With mounds killing trees and shrubs, vigilance and quick response will usually prevent much damage. But, be advised, the root system of large plants is prime fire ant real estate. If this seems to be a chronic problem you may want to preemptively treat trees and shrubs around the roots with whatever pesticide your local expert recommends.

Your local expert is someone who works for your county or state agricultural agent. The guy who sells inscticides is your local expert on producing revenue selling insecticides if you see what I mean.

The guy who suggested grits must be from the South, also. Personally, I,d have the grits for breakfast and give your county agent a call.

Seeno


----------



## SABL (Jul 4, 2008)

I'm going to nominate Seeno as the gardner of the year.......takes some serious digging to dredge up a 3yr old thread.....:laugh:.

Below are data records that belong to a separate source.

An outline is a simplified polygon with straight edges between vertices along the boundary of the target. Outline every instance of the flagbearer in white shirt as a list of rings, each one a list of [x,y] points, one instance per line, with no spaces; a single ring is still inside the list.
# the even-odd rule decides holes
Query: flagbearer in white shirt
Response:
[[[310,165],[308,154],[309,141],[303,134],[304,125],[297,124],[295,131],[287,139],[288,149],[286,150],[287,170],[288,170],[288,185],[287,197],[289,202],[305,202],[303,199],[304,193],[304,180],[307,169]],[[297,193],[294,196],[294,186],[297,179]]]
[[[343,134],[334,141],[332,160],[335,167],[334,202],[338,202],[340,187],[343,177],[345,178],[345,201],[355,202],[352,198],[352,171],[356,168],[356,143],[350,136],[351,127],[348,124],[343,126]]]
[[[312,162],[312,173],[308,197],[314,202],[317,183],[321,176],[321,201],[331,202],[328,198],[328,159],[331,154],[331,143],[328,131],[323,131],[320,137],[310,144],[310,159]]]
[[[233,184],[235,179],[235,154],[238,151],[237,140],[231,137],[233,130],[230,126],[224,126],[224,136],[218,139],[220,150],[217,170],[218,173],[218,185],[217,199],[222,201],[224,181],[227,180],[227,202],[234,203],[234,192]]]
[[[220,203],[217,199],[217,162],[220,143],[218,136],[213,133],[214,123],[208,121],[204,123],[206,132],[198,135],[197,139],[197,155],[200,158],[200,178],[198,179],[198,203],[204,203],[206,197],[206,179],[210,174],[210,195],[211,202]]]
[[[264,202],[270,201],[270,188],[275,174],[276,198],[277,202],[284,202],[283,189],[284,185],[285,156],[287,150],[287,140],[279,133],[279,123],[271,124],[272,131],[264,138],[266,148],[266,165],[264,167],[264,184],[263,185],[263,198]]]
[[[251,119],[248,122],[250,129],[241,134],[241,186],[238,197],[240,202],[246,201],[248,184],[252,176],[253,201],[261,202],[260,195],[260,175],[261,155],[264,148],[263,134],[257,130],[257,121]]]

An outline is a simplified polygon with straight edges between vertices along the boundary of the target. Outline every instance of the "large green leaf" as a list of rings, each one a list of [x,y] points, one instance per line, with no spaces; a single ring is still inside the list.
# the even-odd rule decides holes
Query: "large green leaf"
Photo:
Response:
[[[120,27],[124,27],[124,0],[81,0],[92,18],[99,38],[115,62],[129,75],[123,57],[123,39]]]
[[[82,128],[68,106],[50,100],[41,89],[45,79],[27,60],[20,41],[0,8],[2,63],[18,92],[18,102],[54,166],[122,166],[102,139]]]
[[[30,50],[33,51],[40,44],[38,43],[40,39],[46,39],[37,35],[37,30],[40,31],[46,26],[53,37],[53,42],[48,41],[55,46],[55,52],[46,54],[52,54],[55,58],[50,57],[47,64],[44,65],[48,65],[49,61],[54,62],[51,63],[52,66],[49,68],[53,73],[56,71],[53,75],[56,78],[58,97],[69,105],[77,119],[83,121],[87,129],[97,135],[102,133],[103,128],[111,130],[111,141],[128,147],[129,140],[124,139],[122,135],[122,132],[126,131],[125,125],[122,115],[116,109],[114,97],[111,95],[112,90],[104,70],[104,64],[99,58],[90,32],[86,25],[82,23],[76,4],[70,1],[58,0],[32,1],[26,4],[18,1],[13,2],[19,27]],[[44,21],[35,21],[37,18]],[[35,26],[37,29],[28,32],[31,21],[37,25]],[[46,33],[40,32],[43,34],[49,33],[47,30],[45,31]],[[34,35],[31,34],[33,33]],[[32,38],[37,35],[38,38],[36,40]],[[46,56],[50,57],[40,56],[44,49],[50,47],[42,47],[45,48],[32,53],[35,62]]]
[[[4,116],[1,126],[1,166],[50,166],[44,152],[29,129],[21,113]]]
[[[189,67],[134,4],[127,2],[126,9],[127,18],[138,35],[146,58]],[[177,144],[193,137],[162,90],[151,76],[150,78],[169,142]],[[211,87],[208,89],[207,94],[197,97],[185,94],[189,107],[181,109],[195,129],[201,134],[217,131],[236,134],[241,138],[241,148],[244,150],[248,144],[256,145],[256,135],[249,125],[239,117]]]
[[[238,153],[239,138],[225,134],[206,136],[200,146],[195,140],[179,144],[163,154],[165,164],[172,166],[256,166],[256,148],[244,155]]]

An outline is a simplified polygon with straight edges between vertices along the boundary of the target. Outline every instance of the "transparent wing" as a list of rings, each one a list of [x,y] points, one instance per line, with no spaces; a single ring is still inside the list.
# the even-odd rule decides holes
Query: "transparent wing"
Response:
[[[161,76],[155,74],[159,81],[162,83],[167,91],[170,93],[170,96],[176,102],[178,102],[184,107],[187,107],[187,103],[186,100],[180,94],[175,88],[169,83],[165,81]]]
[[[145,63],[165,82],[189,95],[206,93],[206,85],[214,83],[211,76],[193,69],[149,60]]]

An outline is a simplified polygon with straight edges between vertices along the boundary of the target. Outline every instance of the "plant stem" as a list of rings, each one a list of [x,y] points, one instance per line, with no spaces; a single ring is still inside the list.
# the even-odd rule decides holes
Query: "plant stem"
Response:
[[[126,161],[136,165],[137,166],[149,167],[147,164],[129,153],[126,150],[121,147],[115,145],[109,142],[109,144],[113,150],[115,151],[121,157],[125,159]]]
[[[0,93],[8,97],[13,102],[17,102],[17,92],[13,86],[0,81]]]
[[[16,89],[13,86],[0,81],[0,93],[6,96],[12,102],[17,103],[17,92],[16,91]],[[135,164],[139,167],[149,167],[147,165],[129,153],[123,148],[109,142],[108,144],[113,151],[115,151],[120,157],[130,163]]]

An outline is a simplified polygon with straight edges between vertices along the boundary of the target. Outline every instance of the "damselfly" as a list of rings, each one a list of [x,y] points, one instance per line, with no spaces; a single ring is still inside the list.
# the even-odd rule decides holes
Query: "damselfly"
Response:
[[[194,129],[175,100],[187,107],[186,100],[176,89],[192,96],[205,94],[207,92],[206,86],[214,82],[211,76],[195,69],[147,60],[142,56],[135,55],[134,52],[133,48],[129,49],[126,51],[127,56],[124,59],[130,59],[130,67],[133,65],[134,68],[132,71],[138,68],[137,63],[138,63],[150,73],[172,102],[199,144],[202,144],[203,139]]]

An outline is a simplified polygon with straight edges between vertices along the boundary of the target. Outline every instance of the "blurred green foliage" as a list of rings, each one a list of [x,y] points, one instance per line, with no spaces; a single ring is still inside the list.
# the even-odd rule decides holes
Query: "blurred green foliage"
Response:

(You can have my grits....and oatmeal...cream of wheat..and any hot cereal.......:grin 

Good advice to talk to your county agent....that's what they are there for!!


----------



## scalh001 (Dec 17, 2011)

Ha...I second the motion. Seeno = Gardner of the Year.


----------



## Sonia ferdous (Jun 5, 2012)

Yeah Fire ants are really annoying and dangerous for both plants and human. And to get rid of this problem i will suggest you to use orange oil on them. Also dried molasses works well to keep them away from your garden. So you can try these.


----------